Selain itu, kelambanan juga akan dipicu oleh evaluasi yang dilakukan pemerintah usai kasus dugaan korupsi bansos covid terungkap. Bukan tidak mungkin, katanya, karena kasus itu beberapa program bansos akan disetop sementara.
"Bisa dikaji kembali beberapa program bansos, di-hold beberapa, khususnya bansos Jabodetabek. Ini menghambat penyaluran bansos. Jadi pesimistis juga untuk mencapai angka 100 persen," terang Bhima.

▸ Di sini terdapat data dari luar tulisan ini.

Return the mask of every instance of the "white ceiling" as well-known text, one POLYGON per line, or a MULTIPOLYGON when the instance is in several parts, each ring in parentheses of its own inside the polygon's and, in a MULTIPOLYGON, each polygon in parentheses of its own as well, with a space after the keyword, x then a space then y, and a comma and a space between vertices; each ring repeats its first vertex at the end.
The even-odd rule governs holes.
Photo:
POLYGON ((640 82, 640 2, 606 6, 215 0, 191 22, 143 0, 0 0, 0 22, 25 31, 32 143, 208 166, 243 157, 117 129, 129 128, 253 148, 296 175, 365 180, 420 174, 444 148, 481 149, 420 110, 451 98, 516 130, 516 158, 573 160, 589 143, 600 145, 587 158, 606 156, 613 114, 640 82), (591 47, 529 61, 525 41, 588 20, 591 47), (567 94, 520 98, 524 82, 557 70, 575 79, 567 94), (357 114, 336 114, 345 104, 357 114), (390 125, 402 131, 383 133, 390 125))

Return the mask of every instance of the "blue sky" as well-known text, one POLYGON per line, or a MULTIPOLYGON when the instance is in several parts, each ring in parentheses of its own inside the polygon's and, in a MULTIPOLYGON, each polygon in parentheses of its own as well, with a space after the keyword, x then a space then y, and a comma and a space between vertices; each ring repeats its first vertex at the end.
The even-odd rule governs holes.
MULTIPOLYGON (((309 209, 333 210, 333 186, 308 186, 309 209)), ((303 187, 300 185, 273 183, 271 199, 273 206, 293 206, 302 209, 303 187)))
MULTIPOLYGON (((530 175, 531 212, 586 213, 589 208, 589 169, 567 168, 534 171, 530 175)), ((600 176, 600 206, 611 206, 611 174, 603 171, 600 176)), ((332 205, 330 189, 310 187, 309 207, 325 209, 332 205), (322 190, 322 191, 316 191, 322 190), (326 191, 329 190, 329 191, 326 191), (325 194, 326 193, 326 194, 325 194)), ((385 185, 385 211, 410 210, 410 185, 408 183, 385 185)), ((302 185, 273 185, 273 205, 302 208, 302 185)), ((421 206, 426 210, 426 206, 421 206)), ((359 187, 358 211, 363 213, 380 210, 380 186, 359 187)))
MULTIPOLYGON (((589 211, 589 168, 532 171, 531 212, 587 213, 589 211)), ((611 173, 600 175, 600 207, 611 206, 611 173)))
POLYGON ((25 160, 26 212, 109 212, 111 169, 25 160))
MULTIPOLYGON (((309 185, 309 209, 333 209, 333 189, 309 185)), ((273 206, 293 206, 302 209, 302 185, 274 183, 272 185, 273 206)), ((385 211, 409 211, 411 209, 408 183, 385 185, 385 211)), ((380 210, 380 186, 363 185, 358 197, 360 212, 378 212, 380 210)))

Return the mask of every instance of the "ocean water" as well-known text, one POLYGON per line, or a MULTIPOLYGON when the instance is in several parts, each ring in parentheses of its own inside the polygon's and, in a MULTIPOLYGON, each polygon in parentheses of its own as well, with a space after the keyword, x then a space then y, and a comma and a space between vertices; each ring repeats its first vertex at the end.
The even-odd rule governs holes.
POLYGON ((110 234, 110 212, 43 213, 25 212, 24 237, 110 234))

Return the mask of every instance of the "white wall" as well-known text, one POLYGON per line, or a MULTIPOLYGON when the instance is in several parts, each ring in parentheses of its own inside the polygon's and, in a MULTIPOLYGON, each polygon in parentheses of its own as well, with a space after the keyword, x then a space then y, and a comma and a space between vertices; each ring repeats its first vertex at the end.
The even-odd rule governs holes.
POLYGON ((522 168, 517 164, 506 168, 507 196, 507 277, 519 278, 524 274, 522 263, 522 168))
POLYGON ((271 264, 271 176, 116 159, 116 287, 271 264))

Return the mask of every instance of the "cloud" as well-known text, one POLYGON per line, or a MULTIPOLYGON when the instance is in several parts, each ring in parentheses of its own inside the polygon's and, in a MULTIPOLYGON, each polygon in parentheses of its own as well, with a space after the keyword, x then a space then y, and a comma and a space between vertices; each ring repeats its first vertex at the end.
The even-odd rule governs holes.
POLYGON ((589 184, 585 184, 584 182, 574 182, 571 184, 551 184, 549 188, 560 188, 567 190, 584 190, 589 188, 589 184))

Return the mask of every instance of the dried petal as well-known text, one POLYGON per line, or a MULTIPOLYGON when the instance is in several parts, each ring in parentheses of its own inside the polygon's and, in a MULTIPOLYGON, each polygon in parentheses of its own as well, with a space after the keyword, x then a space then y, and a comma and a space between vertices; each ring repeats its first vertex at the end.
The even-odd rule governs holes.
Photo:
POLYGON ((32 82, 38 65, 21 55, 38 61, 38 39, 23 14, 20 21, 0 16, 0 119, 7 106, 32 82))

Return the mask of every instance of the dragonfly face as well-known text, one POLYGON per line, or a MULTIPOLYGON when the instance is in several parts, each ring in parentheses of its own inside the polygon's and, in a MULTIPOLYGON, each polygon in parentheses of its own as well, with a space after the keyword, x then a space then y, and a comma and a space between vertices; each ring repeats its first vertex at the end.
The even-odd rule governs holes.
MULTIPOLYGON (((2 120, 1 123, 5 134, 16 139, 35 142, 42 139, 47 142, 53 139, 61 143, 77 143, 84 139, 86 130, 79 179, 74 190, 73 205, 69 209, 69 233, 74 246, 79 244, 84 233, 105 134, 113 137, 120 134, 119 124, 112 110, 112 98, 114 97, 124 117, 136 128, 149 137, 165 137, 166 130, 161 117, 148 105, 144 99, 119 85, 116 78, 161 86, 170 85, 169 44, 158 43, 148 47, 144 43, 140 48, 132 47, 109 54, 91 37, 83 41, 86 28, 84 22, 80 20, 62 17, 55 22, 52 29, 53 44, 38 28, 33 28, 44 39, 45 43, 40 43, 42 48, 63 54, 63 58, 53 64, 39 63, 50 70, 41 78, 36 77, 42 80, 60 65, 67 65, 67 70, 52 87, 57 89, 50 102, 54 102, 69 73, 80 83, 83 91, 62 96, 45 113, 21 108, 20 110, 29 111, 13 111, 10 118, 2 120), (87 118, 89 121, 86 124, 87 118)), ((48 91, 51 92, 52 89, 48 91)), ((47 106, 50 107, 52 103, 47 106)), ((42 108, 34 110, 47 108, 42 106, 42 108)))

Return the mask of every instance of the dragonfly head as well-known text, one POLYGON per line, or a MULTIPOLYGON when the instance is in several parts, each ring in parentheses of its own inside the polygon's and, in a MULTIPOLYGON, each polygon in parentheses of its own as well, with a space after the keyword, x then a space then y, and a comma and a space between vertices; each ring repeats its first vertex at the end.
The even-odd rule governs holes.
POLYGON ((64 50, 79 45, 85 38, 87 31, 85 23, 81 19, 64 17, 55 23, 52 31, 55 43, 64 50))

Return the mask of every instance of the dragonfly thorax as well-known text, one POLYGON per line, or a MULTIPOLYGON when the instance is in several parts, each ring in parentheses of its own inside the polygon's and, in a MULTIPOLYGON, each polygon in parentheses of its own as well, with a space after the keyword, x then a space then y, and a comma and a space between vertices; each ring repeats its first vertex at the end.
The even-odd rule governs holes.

Selain itu, persoalan data yang tak sinkron antara pemerintah pusat dan daerah juga menambah daftar masalah penyaluran bansos di dalam negeri. Tak ayal, realisasinya masih rendah.
Selain itu, dampak penyaluran bansos terhadap ekonomi juga tak signifikan. Bansos yang diharapkan bisa mempertahankan tingkat konsumsi masyarakat nyatanya tak bisa membuat daya beli tetap terjaga di masa pandemi.